The Fifth Circuit's decision in Fontana v. Bay Area Credit Services, No. 20-30471 (5th Cir. 2021) sets another important limitation on the scope of covered “communications” under the FDCPA. In this case, Bay Area Credit Services was attempting to collect a debt from Zachary Fontana. Bay Area called Fontana's sister, though was trying to contact Fontana. When Fontana's sister asked who was calling, Bay Area identified itself, gave the typical explanation that it was trying to contact Fontana regarding a “personal business matter,” and gave a contact number for Fontana to call. Standard operating procedure under the Fair Debt Collection Practices Act.

But that didn't stop Fontana from suing Bay Area. The FDCPA provides that a debt collector “may not communicate, in connection with the collection of any debt, with any person other than the consumer” or certain other prescribed parties “without the prior consent of the consumer.” There are a few important exceptions to this, like when a debt collector contacts a third-party to try and obtain “location information” on the debtor, including the debtor's phone number. But even then, a debt collector must follow a specific protocol, including identifying itself, not state that the consumer owes a debt, and may not communicate with that third-party more than one.

Bay Area's call checked all three boxes, right? The call agent identified Bay Area, did not state that Fontana owed a debt and only that Bay Area was trying to contact him regarding a “business matter,” and only called Fontana's sister once. The district court thought so, and dismissed the case.

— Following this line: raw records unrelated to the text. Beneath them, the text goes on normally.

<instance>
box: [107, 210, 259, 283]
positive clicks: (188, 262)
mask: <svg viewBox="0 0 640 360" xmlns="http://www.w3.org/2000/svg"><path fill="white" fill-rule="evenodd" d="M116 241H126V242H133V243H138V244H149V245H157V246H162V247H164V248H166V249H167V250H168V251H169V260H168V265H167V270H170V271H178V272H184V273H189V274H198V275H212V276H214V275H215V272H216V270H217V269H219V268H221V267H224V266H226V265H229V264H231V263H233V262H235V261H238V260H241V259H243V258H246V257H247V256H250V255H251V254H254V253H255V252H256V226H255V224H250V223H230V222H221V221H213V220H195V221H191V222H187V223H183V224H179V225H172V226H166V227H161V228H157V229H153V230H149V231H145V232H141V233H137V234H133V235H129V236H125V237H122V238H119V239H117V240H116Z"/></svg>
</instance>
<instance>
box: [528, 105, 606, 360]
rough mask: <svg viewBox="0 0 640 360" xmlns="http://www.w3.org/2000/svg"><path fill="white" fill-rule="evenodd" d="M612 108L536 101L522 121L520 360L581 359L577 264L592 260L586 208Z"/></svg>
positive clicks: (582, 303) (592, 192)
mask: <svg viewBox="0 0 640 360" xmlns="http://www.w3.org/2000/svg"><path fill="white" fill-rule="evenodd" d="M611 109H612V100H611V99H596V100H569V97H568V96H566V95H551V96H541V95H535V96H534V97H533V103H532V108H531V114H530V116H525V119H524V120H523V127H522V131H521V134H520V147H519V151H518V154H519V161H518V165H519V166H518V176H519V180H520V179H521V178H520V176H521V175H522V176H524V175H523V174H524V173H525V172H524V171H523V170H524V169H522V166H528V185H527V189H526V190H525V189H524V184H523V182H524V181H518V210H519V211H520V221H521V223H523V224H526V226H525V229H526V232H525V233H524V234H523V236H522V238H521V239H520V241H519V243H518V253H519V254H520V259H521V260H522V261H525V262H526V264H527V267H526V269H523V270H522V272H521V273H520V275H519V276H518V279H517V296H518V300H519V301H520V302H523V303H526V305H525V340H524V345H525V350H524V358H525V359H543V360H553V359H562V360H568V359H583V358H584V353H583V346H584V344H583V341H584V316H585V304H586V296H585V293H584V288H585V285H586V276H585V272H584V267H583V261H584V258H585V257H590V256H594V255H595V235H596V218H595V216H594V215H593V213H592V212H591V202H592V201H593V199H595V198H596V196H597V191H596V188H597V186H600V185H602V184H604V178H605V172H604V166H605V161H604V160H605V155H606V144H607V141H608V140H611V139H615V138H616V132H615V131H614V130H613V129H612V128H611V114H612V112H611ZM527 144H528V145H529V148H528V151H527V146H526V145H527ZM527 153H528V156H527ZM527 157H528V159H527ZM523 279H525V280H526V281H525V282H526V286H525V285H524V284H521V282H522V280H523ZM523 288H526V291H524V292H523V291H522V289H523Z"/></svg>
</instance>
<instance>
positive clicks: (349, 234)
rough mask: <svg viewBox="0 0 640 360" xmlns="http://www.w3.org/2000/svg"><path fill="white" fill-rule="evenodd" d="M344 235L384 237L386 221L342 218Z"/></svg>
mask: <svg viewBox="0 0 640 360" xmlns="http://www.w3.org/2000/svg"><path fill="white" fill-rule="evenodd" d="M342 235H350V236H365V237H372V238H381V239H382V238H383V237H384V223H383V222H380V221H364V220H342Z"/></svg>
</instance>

Fontana appealed up to the Fifth Circuit, making some creative arguments as to why Bay Area failed to comply with the requirements of the location information exception. For example, Fontana argued that Bay Area called Fontana's sister intending to contact Fontana, not merely to confirm his phone number, and asked to speak with him. And instead of simply obtaining location information, Bay Area left a message with instructions for Fontana to return its call.

Now, Fontana's arguments probably would (should) have failed specifically in the context of the location information exception, but the Fifth Circuit didn't even get that far. Instead, the Fifth Circuit started with the threshold issue of whether the conversation was subject to the FDCPA. This is because the FDCPA does not cover any and all communications with a third-party, but only communications that convey “information regarding a debt directly or indirectly.” The Fifth Circuit held that merely conveying the name of the debt collector did not convey any information regarding, or necessarily imply the existence of, a debt, nor did simply stating that the agency was calling regarding a personal business matter. (Can you imagine how potentially disastrous that would have been if the Court concluded otherwise?!)

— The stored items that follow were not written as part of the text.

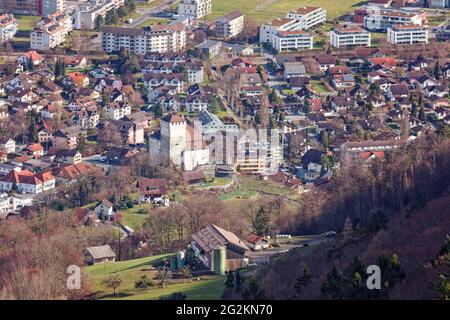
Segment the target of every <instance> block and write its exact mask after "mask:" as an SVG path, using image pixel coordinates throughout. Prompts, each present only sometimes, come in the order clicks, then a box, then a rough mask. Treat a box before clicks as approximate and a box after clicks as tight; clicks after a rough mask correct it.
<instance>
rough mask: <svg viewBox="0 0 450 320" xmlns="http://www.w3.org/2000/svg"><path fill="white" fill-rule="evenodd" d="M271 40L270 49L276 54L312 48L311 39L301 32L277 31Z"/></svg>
mask: <svg viewBox="0 0 450 320" xmlns="http://www.w3.org/2000/svg"><path fill="white" fill-rule="evenodd" d="M272 39H273V40H272V47H273V48H274V49H275V50H276V51H278V52H284V51H296V50H305V49H312V48H313V37H312V36H311V35H310V34H309V33H306V32H305V31H303V30H292V31H278V32H277V33H276V34H275V35H274V36H273V38H272Z"/></svg>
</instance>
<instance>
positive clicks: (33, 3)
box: [0, 0, 42, 16]
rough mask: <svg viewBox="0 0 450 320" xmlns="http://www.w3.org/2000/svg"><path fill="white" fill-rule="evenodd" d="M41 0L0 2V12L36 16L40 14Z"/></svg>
mask: <svg viewBox="0 0 450 320" xmlns="http://www.w3.org/2000/svg"><path fill="white" fill-rule="evenodd" d="M40 4H41V0H1V1H0V12H8V13H13V14H25V15H32V16H36V15H38V14H41V12H40V11H42V10H40Z"/></svg>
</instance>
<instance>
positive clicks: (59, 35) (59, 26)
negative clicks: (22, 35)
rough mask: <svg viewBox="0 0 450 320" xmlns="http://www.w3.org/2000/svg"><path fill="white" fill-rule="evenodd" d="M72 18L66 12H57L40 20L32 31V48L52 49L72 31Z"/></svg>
mask: <svg viewBox="0 0 450 320" xmlns="http://www.w3.org/2000/svg"><path fill="white" fill-rule="evenodd" d="M72 29H73V26H72V19H71V18H70V16H68V15H67V14H66V13H62V12H56V13H54V14H52V15H49V16H47V17H46V18H43V19H42V20H40V21H39V22H38V23H37V25H36V28H35V29H34V31H33V32H32V33H31V36H30V37H31V41H30V48H31V49H33V50H50V49H53V48H55V47H56V46H58V45H60V44H61V43H63V42H64V41H65V40H66V36H67V34H68V33H69V32H70V31H72Z"/></svg>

The Court did note that if Bay Area had conveyed more information--such as identifying itself as a debt collector--then the substance of the call likely would have been a covered communication under the FDCPA. But Bay Area didn't. So, the Fifth Circuit concluded that the limited information Bay Area provided during the call did not make it a “communication” subject to the FDCPA in the first place, and didn't even have to address Fontana's creative arguments as to why the call supposedly ran afoul of the FDCPA's third-party communication provision.

Key takeaway from Fontana: When speaking with third-parties, always try to convey the minimal amount of information legally necessary. It's a lot easier to win an FDCPA claim when all you need to show is that the conversation wasn't covered by the FDCPA in the first place, rather than trying to tackle some odd or creative argument alleging some spurious technical violation.